INDIA’S SURPRISE DEMONETIZATION OF HIGH-VALUE NOTES RESULTS IN BANK RUN
India’s government increased the limit on cash withdrawals from bank accounts on Sunday to calm public anger as millions of people clamored for new rupee bills after a shock abolishment of large denomination notes.
Large crowds were again gathered at banks across the country trying to change 500 and 1,000 rupee bills, demonetized by the government on Tuesday, in an effort to crack down on corruption.
Indian banks received 3 trillion rupees ($44.4 billion) of 500- and 1,000-rupee notes over the last four days, the Finance Ministry said in a statement, in a surge in liquidity in the banking system.
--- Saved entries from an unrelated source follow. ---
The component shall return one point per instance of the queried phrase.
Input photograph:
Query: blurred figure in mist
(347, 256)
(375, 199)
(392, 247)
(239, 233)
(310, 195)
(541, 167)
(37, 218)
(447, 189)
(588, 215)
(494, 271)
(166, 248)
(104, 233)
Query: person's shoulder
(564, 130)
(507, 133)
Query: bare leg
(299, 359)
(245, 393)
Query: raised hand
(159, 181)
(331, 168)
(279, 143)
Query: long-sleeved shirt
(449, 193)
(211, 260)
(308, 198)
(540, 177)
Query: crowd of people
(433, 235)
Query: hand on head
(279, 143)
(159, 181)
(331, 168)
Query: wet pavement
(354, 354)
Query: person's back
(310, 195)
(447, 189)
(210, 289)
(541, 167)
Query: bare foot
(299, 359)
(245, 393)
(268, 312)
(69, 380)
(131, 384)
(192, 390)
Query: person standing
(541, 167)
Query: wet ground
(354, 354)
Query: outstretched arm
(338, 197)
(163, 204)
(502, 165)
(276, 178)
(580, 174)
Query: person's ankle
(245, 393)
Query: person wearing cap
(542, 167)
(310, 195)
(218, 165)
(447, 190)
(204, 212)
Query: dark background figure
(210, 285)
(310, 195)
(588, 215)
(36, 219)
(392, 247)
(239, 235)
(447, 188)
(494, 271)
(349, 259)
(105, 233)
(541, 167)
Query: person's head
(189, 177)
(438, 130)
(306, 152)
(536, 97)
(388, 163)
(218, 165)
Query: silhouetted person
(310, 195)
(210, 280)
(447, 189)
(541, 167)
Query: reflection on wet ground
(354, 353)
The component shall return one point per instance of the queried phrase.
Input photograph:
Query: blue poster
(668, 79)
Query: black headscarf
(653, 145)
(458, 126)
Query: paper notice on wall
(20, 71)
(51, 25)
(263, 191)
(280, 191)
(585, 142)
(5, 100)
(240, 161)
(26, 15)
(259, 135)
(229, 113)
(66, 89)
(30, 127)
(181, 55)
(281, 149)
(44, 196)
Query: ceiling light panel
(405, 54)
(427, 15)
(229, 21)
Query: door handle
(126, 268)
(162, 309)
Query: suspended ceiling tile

Short term interest rates are expected to fall as a result.
— Anirban Mukerji (@anirmukerji) November 12, 2016
The government relaxed cash withdrawal limits including removing a per-day cap of 10,000 rupees, increasing the weekly limit to 24,000 rupees from 20,000 and allowed exchange of bills over the counter at banks to reach 4,500 rupees instead of 4,000.
The move to demonetize the large bills is designed to bring billions of dollars’ worth of cash in unaccounted wealth into the mainstream economy, as well as dent the finances of Islamist militants who target India and are suspected of using fake 500 rupee notes to fund operations.
The banned rupee notes made up more than 80 percent of the currency in circulation, leaving millions without cash and threatening to bring much of the cash-driven economy to a halt.
The Reserve Bank of India said small denomination currency notes were available with both the central bank and with other lenders.
People “need not be anxious” and should not hoard bank notes because “cash is available when they need it”, the RBI said in a statement. It also asked banks to provide details of cash withdrawn and exchanged daily, in contrast to fortnightly, to provide a better idea on circulation.
The measures came as people complained of lack of access to their accounts despite hours of waiting at banks as well as over the non-functioning of tens of thousands of ATMs not yet reconfigured for the new series of smaller-sized 2000 rupee bills.
The Times of India reported that the central bank’s office in the western city of Ahmedabad was handing out coins in return for the old notes because it didn’t have enough valid tender.